Additionally, these paradise whydahs are granivorous where they feed on small seed that ripen and fall on the ground. For foraging, they use something called "double scratch" where they use both of their feet almost simultaneously scratching the ground to find seeds in dust and hop backwards to pick up the seed. Another technique they use is their tongue. They dehusk grass seeds with their bill by rolling the seeds with their tongue one at a time back and forth against the ridge of the palate.

== Relationship to humans ==
Whydahs in general have been kept for many years as cage birds, for their song and brightly coloured breeding plumage. In 1581, a renaissance scholar named Michel de Montaigne visited Florence where he was able to see these paradise whydahs in the Medici aviaries. He described them with la cue deus longues plumes comme celles d'un chapon which in translation meant "a tail of two long plumes like those of a rooster". Ligozzi, a chief botanical painter of the Medici aviaries, illustrated a painting of the common fig where people later identified that the two birds in the painting were actually the paradise whydah and the indigobird.

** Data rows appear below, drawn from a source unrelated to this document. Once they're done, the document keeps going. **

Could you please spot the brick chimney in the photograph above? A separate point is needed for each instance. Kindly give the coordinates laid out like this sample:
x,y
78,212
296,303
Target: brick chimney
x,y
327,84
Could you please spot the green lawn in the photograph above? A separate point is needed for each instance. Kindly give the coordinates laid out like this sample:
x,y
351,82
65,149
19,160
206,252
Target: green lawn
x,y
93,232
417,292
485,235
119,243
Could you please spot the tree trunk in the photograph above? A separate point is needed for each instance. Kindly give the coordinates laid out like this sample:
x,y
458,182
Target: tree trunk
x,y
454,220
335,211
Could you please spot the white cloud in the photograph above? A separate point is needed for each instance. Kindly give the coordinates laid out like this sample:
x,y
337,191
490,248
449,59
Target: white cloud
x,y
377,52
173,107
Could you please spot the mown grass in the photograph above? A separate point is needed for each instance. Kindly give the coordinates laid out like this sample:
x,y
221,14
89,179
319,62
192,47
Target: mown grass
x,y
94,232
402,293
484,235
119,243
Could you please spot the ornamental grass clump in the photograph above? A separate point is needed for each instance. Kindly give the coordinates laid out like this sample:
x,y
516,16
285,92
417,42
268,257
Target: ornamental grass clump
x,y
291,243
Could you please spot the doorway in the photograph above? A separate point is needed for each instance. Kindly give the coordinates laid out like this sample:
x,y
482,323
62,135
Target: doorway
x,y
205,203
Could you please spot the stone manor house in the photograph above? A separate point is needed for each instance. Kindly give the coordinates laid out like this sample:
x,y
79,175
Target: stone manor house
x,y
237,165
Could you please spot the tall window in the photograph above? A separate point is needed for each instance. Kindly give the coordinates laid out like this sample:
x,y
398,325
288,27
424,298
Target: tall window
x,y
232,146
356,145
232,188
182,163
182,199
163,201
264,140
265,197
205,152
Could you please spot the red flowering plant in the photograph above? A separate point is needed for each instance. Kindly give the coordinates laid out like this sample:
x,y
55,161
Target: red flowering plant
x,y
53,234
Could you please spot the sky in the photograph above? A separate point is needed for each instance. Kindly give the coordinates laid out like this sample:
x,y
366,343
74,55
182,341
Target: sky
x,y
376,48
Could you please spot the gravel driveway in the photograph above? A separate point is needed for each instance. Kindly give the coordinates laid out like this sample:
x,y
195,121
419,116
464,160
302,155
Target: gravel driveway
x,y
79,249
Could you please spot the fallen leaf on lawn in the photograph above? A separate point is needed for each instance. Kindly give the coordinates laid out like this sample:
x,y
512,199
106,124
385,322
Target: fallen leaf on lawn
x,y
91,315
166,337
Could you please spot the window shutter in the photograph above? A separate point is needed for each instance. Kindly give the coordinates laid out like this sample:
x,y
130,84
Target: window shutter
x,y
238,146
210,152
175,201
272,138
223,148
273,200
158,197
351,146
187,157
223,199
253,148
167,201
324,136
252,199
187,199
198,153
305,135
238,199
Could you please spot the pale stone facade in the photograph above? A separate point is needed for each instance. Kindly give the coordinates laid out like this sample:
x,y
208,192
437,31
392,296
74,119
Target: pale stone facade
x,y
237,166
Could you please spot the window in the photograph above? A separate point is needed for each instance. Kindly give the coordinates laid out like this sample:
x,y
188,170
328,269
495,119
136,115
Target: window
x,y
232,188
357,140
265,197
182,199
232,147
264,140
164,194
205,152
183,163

Other than the beauty, the paradise whydahs can be a nuisance especially for farmers. For instance, in the highlands of Guinea and Sierra Leone, paradise whydahs feed on small seeds of cultivated fonio before they can be harvested, and that also happens to be the first food source available to the human inhabitants after the season of rains.

== Status ==
Widespread throughout its large range, the long-tailed paradise whydah is evaluated as Least Concern on the IUCN Red List of Threatened Species.